The ultimate expression of Ferrari’s fabulous line of V12 front-engined sports cars, the 365 GTB/4 debuted at the Paris Salon in 1968, soon gaining the unofficial name Daytona in honor of the sweeping 1, 2, 3 finish by the Ferrari 330P4 at that circuit in 1967. Pininfarina’s Leonardo Fioravanti, the famed carrozzeria’s director of research and development, was responsible for the influential shark-nosed styling, creating a package that restated the traditional “long bonnet, small cabin, short tail” look in a manner suggesting muscular horsepower while retaining all the elegance associated with the Italian coachbuilder’s work for Maranello.
The favorable reception of Luigi Chinetti’s 275 GTB-based NART Spyder no doubt influenced Ferrari’s decision to produce a convertible Daytona. Again the work of Pininfarina, the latter was first seen at the Paris Salon in 1969, deliveries commencing in 1971. The rear end needed to be extensively reworked, but the result was so successful it was hard to tell that the Daytona had not initially been conceived as a Spyder.
The most powerful two-seater, road-going GT and the world’s fastest production car at the time of its launch, the Daytona was capable of over 170 mph.
One of only 25 Daytona Spyders built for the European market, left-hand-drive chassis number 14605 was delivered finished in Blu Dino with silver side stripes and beige leather interior. The car was sold new via Luigi Chinetti Motors to a customer in France. In 1976, Chinetti imported the Daytona to the USA. Subsequently, the Ferrari was repainted in red and the engine changed.

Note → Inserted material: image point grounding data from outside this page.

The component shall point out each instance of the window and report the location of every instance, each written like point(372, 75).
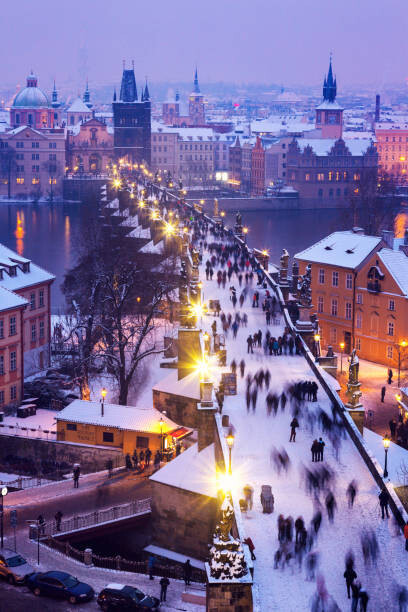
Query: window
point(142, 442)
point(13, 326)
point(321, 276)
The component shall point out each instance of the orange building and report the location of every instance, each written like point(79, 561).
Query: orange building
point(360, 293)
point(11, 348)
point(392, 147)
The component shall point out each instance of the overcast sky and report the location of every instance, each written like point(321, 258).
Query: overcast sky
point(270, 41)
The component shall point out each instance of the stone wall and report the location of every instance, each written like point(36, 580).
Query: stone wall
point(40, 452)
point(229, 597)
point(182, 521)
point(181, 410)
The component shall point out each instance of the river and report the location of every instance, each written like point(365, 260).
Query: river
point(48, 233)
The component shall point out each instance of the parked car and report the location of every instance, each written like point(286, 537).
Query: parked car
point(125, 598)
point(13, 567)
point(61, 586)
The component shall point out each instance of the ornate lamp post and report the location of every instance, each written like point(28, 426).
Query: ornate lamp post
point(386, 442)
point(103, 394)
point(3, 492)
point(230, 441)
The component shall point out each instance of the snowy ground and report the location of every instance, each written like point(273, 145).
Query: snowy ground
point(255, 434)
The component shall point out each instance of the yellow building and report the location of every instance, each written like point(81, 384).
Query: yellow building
point(123, 427)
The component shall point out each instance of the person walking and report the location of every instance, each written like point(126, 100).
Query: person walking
point(293, 426)
point(76, 473)
point(350, 575)
point(384, 500)
point(164, 583)
point(321, 449)
point(251, 547)
point(150, 566)
point(58, 519)
point(187, 572)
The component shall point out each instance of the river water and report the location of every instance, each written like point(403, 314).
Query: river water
point(49, 233)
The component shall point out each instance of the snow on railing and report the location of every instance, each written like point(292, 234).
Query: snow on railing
point(134, 508)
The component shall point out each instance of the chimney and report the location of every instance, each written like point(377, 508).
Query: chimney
point(377, 107)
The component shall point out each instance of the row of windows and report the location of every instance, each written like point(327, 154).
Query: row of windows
point(13, 395)
point(12, 363)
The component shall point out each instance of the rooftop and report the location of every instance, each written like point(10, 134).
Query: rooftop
point(345, 249)
point(130, 418)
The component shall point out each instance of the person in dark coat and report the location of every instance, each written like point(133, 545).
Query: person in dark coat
point(350, 575)
point(315, 450)
point(187, 572)
point(293, 426)
point(164, 583)
point(384, 499)
point(321, 449)
point(251, 547)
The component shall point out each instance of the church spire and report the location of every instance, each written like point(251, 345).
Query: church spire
point(196, 85)
point(330, 85)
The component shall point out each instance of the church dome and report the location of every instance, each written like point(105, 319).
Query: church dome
point(31, 96)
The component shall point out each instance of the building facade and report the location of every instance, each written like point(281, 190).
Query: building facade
point(32, 162)
point(27, 280)
point(11, 348)
point(89, 147)
point(132, 121)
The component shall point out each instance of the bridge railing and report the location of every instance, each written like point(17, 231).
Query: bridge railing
point(97, 517)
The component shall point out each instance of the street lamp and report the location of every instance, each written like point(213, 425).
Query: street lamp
point(386, 442)
point(103, 393)
point(402, 344)
point(341, 357)
point(4, 492)
point(230, 442)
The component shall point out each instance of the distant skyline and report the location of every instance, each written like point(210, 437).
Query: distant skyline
point(262, 41)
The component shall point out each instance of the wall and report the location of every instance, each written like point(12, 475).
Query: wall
point(182, 521)
point(91, 459)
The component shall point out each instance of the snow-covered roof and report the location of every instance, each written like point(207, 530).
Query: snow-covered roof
point(327, 105)
point(9, 300)
point(192, 470)
point(396, 263)
point(12, 263)
point(189, 386)
point(323, 146)
point(133, 418)
point(78, 106)
point(345, 249)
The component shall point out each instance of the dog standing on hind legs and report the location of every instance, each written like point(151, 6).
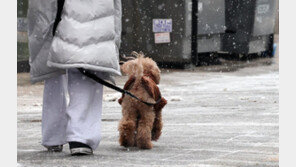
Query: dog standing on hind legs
point(141, 123)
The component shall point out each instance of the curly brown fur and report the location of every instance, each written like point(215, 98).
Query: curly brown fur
point(141, 123)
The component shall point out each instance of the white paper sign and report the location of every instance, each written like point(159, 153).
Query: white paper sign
point(162, 38)
point(162, 25)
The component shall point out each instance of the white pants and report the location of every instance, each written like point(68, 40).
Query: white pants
point(79, 121)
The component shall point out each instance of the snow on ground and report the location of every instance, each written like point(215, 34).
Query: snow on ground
point(212, 118)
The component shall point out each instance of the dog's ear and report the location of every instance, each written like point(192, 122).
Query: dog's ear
point(128, 67)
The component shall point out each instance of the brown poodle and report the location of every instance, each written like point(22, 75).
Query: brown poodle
point(141, 123)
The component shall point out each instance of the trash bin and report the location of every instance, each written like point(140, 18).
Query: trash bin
point(250, 26)
point(161, 29)
point(211, 24)
point(164, 30)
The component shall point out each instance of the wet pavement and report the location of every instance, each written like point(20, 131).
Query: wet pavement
point(222, 115)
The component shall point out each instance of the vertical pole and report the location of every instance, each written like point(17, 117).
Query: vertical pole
point(194, 52)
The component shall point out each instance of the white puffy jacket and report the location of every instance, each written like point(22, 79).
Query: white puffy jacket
point(88, 36)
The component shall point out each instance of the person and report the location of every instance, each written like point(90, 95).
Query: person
point(65, 35)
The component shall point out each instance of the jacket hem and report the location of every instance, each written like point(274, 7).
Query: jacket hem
point(85, 66)
point(35, 79)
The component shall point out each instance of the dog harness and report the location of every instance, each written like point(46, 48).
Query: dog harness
point(109, 85)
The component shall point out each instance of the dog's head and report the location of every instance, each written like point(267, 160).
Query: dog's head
point(140, 66)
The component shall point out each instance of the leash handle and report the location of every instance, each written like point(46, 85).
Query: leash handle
point(105, 83)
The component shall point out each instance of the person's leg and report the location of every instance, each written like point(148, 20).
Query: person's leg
point(54, 119)
point(84, 110)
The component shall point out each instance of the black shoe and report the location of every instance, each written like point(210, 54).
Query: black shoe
point(58, 148)
point(77, 148)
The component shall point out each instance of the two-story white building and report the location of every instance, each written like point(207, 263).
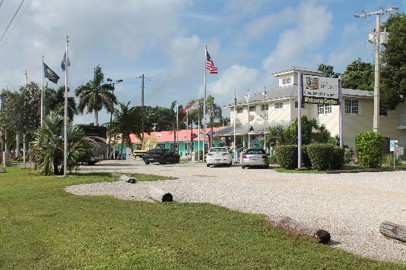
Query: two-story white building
point(256, 112)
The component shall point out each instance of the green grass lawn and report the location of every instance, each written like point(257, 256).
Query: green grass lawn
point(44, 227)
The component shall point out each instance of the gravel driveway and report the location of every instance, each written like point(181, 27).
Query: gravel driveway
point(350, 206)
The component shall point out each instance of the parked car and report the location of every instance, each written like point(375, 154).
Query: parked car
point(254, 157)
point(218, 156)
point(160, 155)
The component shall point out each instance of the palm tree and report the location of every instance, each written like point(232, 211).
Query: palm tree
point(96, 95)
point(55, 101)
point(124, 123)
point(48, 145)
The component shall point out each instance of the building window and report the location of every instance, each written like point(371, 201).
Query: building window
point(279, 105)
point(324, 109)
point(297, 104)
point(351, 106)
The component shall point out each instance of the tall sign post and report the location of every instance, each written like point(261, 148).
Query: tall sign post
point(316, 90)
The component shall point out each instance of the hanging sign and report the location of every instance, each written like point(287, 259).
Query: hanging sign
point(320, 90)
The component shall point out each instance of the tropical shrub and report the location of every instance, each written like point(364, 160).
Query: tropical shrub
point(286, 156)
point(338, 160)
point(320, 155)
point(369, 149)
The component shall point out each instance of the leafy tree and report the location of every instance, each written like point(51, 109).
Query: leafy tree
point(393, 72)
point(369, 149)
point(55, 101)
point(358, 75)
point(48, 145)
point(20, 114)
point(96, 95)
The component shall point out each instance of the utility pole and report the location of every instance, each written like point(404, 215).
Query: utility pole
point(377, 41)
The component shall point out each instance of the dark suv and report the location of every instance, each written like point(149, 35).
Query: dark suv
point(161, 155)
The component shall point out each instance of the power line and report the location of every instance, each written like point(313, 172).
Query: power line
point(12, 19)
point(14, 26)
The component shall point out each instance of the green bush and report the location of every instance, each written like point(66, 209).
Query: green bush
point(320, 155)
point(286, 155)
point(369, 149)
point(337, 162)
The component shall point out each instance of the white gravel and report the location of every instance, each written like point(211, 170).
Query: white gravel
point(350, 206)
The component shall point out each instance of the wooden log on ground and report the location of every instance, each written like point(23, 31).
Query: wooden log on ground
point(292, 226)
point(159, 195)
point(128, 179)
point(393, 230)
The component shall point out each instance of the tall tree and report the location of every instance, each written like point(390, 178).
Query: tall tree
point(96, 95)
point(48, 145)
point(358, 75)
point(55, 101)
point(393, 72)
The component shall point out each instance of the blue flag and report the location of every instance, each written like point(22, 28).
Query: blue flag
point(65, 62)
point(50, 74)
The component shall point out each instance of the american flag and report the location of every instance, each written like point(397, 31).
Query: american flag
point(210, 64)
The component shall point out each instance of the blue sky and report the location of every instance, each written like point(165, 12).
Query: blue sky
point(164, 39)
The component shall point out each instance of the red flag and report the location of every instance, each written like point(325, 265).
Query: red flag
point(210, 64)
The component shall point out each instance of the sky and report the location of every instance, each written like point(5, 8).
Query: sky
point(165, 40)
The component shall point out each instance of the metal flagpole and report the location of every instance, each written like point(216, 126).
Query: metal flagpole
point(299, 121)
point(340, 106)
point(65, 132)
point(204, 101)
point(42, 92)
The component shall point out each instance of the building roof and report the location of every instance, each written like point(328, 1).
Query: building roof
point(291, 92)
point(168, 136)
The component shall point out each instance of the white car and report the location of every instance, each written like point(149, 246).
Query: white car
point(218, 156)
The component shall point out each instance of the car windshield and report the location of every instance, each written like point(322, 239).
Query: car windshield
point(255, 151)
point(218, 150)
point(156, 150)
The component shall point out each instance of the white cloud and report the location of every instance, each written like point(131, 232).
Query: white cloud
point(234, 78)
point(299, 45)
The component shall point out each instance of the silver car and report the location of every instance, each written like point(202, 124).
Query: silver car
point(254, 157)
point(218, 156)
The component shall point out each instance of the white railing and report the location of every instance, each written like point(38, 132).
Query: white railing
point(402, 120)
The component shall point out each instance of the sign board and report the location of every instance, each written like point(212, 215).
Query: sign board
point(320, 90)
point(392, 145)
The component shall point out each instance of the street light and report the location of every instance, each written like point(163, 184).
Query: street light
point(376, 40)
point(112, 83)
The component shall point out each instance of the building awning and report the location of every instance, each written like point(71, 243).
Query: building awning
point(249, 128)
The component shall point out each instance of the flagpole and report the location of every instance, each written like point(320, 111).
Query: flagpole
point(65, 127)
point(204, 101)
point(42, 92)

In June 2000, this car was auctioned at the Petersen Automotive Museum, where it was bought by the current vendor and imported to the U.K. Reading 11,300 at time of purchase, the odometer total currently stands at circa 14,000. Described as in excellent condition, the car comes complete with tool roll. Ferrari Daytona Spyders are extremely rare, and even more so in European specification.